Não me lembro da visita de estudo, mas lembro da miúda difícil e rebelde do ano de estágio, que muitos anos mais tarde me telefonou porque veio a Paços de Ferreira, talvez, comprar mobiliário e que me foi visitar a casa (ainda morava com os pais), só para me ver… Ou da aluna que, no final de ano, descobriu, sem que eu o soubesse, onde moravam os meus pais, porque a avó os conhecia, para ir levar uma lembrança à sua diretora de turma. Tal como muitos outros que me foram e vão agraciando ao longo do trajeto. Pequenos gestos que me dizem que algo de mim terá ficado.

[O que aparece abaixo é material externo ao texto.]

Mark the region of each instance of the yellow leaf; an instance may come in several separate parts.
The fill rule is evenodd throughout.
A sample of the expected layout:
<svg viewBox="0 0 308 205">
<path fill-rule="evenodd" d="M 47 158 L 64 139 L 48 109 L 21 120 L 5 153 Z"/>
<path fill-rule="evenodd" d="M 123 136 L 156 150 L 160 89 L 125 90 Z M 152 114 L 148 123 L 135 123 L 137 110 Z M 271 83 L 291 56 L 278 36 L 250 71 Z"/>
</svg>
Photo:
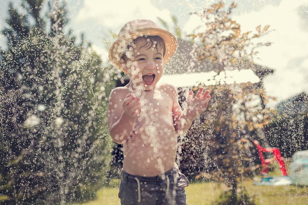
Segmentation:
<svg viewBox="0 0 308 205">
<path fill-rule="evenodd" d="M 263 29 L 263 30 L 262 31 L 262 33 L 263 33 L 264 31 L 266 31 L 270 27 L 269 25 L 266 25 L 265 26 L 264 26 L 264 28 Z"/>
<path fill-rule="evenodd" d="M 257 30 L 257 31 L 258 32 L 258 33 L 259 34 L 261 33 L 261 31 L 260 30 L 260 28 L 261 28 L 261 25 L 259 25 L 257 28 L 256 28 L 256 29 Z"/>
</svg>

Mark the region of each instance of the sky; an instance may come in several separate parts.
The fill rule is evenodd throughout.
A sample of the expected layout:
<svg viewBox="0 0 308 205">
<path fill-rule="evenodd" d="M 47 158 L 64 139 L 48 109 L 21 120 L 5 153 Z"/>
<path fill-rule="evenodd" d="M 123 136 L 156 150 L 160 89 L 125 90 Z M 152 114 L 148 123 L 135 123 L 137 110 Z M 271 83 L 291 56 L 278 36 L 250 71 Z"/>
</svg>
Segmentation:
<svg viewBox="0 0 308 205">
<path fill-rule="evenodd" d="M 18 4 L 18 1 L 15 1 Z M 107 49 L 113 42 L 110 32 L 117 34 L 130 20 L 152 20 L 163 28 L 159 17 L 167 22 L 174 33 L 171 18 L 175 16 L 179 27 L 185 34 L 191 34 L 200 25 L 200 18 L 190 13 L 202 10 L 218 1 L 192 0 L 68 0 L 70 22 L 78 35 L 84 33 L 94 49 L 107 60 Z M 232 1 L 224 1 L 226 6 Z M 260 48 L 255 62 L 275 70 L 265 77 L 264 86 L 267 94 L 276 97 L 277 102 L 298 94 L 308 93 L 308 2 L 307 0 L 238 0 L 233 18 L 239 23 L 242 31 L 256 30 L 259 25 L 267 24 L 275 30 L 260 39 L 273 42 L 270 47 Z M 0 28 L 5 26 L 9 1 L 0 1 Z M 167 3 L 166 3 L 167 2 Z M 5 44 L 0 36 L 0 45 Z"/>
</svg>

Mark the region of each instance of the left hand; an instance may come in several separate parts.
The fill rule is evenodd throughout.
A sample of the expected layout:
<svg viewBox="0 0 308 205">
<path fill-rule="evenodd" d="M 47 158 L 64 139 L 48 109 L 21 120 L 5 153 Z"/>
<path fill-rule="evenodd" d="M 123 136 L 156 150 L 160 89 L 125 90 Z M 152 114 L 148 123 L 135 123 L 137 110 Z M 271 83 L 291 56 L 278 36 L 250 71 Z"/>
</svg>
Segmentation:
<svg viewBox="0 0 308 205">
<path fill-rule="evenodd" d="M 203 87 L 200 87 L 196 96 L 192 99 L 193 92 L 192 90 L 190 90 L 188 97 L 185 101 L 187 103 L 188 112 L 196 116 L 199 115 L 205 110 L 211 98 L 211 96 L 209 95 L 209 90 L 207 90 L 202 94 L 203 92 Z"/>
</svg>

Perante estas evidências, como poderá haver quem julgue que o relacionamento entre professor e aluno não influencia a aprendizagem para melhor ou para pior? Sabê-lo não implica condescendência nem tolerância total, mas implica compreender que não há bom professor sem humanismo, não há bom professor se não souber ver o aluno para além de um número e, especialmente, não há bom professor sem ética e sem a capacidade de olhar para o futuro e compreender que eles poderão vir a fazer mais tarde o que não conseguem, no momento, mesmo que saibam pouco de português ou do que for.

Nina M.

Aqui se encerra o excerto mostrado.